3. Die Revision wird nicht zugelassen.”
Das ArbG hatte die Klage als unbegründet bzgl. Der Kündigungsschutzklage und des allgemeinen Feststellungsantrags abgewiesen. Der (Berufungs-)Kläger hat die Aufhebung des erstinstanzlichen Urteils sowie die Verurteilung nach dem Kündigungsschutzantrag, dem allgemeinen Feststellungsantrag, dem Weiterbeschäftigungsantrag begehrt. Die beklagte Arbeitgeberin hat die Zurückweisung der Berufung beantragt. Die Klage hatte in allen Instanzen keinen Erfolg. Die Berufung und die Nichtzulassungsbeschwerde waren bereits unzulässig.
Zur Begründung führt der Zweite Senat aus, es könne dahinstehen, ob der allgemeine Feststellungsantrag des Klägers – was naheliegend ist – ohnehin nur als unechter Hilfsantrag anzusehen gewesen wäre, der nur für den Fall des Obsiegens mit dem Kündigungsschutzantrag zur Entscheidung anfallen sollte. In einem solchen Fall würde die Entscheidung des ArbG über den allgemeinen Feststellungsantrag angesichts der Abweisung der Kündigungsschutzklage gegen § 308 Abs. 1 S. 1 ZPO verstoßen. Eine Verletzung des Antragsgrundsatzes liegt in zwei Fällen vor, wenn: (1) Einer Partei ohne ihren Antrag etwas zugesprochen wird, und auch dann, wenn (2) ihr ein Anspruch aberkannt wird, den sie nicht zur Entscheidung gestellt hat. Dies führt dazu, dass das Berufungsgericht die Entscheidung des ArbG insoweit für gegenstandslos erklärt.
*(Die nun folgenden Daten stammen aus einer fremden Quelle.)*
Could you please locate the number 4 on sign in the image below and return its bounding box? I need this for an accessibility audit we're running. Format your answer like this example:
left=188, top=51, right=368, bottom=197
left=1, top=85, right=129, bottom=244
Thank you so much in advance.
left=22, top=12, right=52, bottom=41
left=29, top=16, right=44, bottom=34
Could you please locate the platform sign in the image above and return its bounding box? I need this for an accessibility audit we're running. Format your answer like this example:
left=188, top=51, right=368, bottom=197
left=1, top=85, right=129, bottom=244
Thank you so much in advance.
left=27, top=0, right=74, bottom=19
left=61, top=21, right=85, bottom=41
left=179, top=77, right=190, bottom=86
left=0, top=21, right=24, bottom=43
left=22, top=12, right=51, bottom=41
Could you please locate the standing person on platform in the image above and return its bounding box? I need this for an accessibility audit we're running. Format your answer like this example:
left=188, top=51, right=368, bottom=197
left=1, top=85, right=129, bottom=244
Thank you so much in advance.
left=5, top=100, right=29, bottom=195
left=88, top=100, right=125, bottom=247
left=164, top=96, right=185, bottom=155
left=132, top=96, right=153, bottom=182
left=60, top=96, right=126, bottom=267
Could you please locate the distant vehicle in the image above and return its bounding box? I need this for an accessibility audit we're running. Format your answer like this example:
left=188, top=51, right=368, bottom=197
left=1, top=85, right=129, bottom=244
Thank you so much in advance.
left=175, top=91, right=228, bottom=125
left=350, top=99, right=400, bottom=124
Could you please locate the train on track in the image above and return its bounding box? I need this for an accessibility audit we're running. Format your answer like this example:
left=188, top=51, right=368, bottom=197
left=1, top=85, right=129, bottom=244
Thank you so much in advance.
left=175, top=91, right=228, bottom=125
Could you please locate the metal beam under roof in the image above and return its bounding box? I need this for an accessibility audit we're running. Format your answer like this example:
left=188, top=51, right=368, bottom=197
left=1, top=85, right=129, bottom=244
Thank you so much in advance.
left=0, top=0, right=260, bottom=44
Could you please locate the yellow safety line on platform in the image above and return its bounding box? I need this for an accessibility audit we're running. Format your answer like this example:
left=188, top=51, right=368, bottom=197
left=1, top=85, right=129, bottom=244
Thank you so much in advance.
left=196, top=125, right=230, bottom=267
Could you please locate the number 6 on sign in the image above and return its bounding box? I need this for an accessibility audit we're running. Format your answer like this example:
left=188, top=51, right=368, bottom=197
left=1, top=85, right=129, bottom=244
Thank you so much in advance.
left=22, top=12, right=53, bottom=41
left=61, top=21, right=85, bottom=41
Der Beschluss wirft eine wichtige Frage auf: Ist der allgemeine Feststellungsantrag – der „Schleppnetzantrag” – stets ein unechter Hilfsantrag?
- Das BAG lässt die Frage zwar offen, beantwortet sie aber doch, weil es das Verbot des § 308 Abs. 1 S. 1 ZPO – „ne ultra petita” – anspricht und als gegeben ansieht.
- Hat der Arbeitnehmer mit der Kündigungsschutzklage verloren, so stellt sich die Frage einer weiteren Kündigung nur, wenn es eine ordentliche Kündigung ist, die nach dem Beendigungszeitpunkt wirksam wird.
- Bei den Fällen übereinstimmender Kündigungstermine (nach dem Gesetz: 15. oder Monatsende; nach vertraglicher Gestaltung oder Tarifvertrag: Quartalsende; nach vertraglicher Gestaltung: Halbjahr oder Jahresende) oder bei einer außerordentlichen Kündigung, die in den Lauf der Kündigungsfrist fällt, stellt sich die Frage nicht. Der „erweiterte punktuelle Streitgegenstand” erfasst nach der Streitgegenstandslehre des BAG bereits ohne Schleppnetzantrag alle Ereignisse, die vor Ablauf der Kündigungsfrist liegen. Das BAG nennt das „kleines Schleppnetz” (BAG, Urt. v. 16.12.2021 – 6 AZR 154/21, NZA 2022, 1005; BAG, Urt. v. 24.5.2018 – 2 AZR 67/18, NZA 2018, 1127). Der Kündigungsschutzantrag hat zugleich den Inhalt, dass im Zeitpunkt der Beendigung des Arbeitsverhältnisses noch ein Arbeitsverhältnis bestanden hat. Deshalb werden alle Folgekündigungen erfasst, deren Beendigungswirkung vor oder zeitgleich mit der Erstkündigung liegen.
- Damit fällt der Schleppnetzantrag tatsächlich nach der Streitgegenstandslehre nur bei einem Obsiegen an, sog. Unechter Hilfsantrag für den Fall des Prozessgewinns mit dem Erstantrag.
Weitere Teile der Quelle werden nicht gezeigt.